Sunday, November 6

On Butterflies wings and a prayer

Last Saturday according to the Sunday Age newspaper in Eltham,  a leafy northern eastern suburb of Melbourne where I live   "The battle for Eltham" dubbed by the newspaper was won by the butterflies which carried the day. 

The battle was between pro and anti refugees groups but what the small anti group of protestors encountered adorning the surrounding trees and footpaths were 8000 beautiful depictions of colourful butterflies. This was the predawn work of locals wanting to express symbolically their welcome to the 120 Syrian refugees soon to be accommodated in a section of an aged care facility. The pictures of police standing guard on the pavement under a blanket of large butterflies looked was quite amazing.       

The refugees are to be housed for 2 years in a separate section of  St Vincent's aged care facility which was previously derelict but now renovated for their use while they re-establish themselves. 

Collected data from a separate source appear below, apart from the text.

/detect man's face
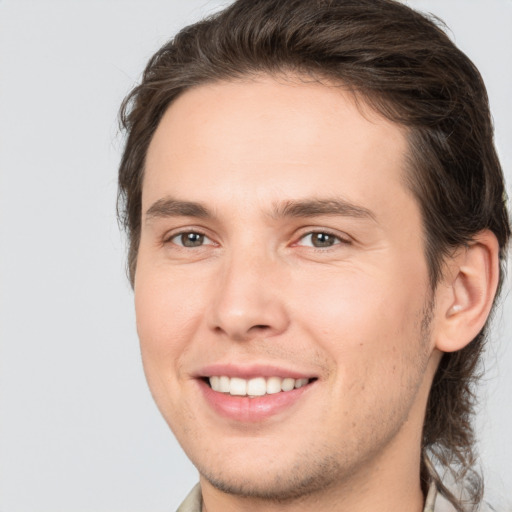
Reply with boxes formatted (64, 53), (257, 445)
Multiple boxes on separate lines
(136, 76), (440, 499)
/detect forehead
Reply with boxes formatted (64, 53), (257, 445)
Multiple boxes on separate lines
(143, 75), (412, 221)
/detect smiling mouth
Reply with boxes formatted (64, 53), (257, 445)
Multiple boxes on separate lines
(205, 376), (315, 397)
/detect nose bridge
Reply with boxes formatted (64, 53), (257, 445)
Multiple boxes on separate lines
(207, 239), (289, 341)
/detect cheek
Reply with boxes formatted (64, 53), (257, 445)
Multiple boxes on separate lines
(133, 270), (209, 434)
(294, 264), (423, 331)
(133, 265), (206, 381)
(290, 263), (429, 378)
(292, 269), (430, 433)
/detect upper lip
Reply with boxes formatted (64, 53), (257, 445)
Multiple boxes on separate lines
(196, 363), (317, 380)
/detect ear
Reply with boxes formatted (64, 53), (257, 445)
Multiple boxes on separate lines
(433, 230), (500, 353)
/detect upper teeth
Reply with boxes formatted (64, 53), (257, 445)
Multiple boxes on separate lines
(208, 376), (310, 396)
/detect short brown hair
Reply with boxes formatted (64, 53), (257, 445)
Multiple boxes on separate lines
(117, 1), (510, 509)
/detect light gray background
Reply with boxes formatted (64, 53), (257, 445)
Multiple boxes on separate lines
(0, 1), (510, 511)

Protestors put up signs "Protect elderly in aged care" but the renovated independent units are separate to the high care section and only families will be occupying the units and no single men. Others have voiced concern these units could have been used to alleviate shortages in aged care. But demand is specific only to high care and there is no shortage of independent units in the shire.                  
In our local Catholic church parishioners have been very active for a number of months organising donations of essential household goods for designated units so that the refugees feel welcome.   


susan said...

It sounds as though your village is providing a warm welcome to your new inhabitants. I feel so very bad for what's happened to all the people in the Middle East who've been drven from their homes by the cruelty of war. They certainly don't need more troubles on top of what they've already been through.

The Canadian government announced just recently that 300,000 refugees a year will be immigrating here. It seems like a lot to me what with our struggling economy and lack of modest housing but we shall see. In summer it's been nice to see people who look as though they feel they've died and gone to heaven picnicing in the park.

All the best

Lindsay Byrnes said...

Hi Susan,
Indeed it is a sobering thought continuing conflicts in the Middle East stretch back 30 years or more to the latest horrendous war involving many factions. The least we can do is to welcome Syrian refuges.

But I think you will find the Canadian government announced 300,000 immigrants in a year, of which about 55,000 are refugees. As you know both Australia and Canada have a lot in common, including immigration policies. Australia takes in about 190,000 immigrants which pro rata on our reduced population of 22 million versus Canada’s 35 million is at the same level. We are expected to take in 37,000 refugees in 2017. Both countries have generous immigration and refugee intakes.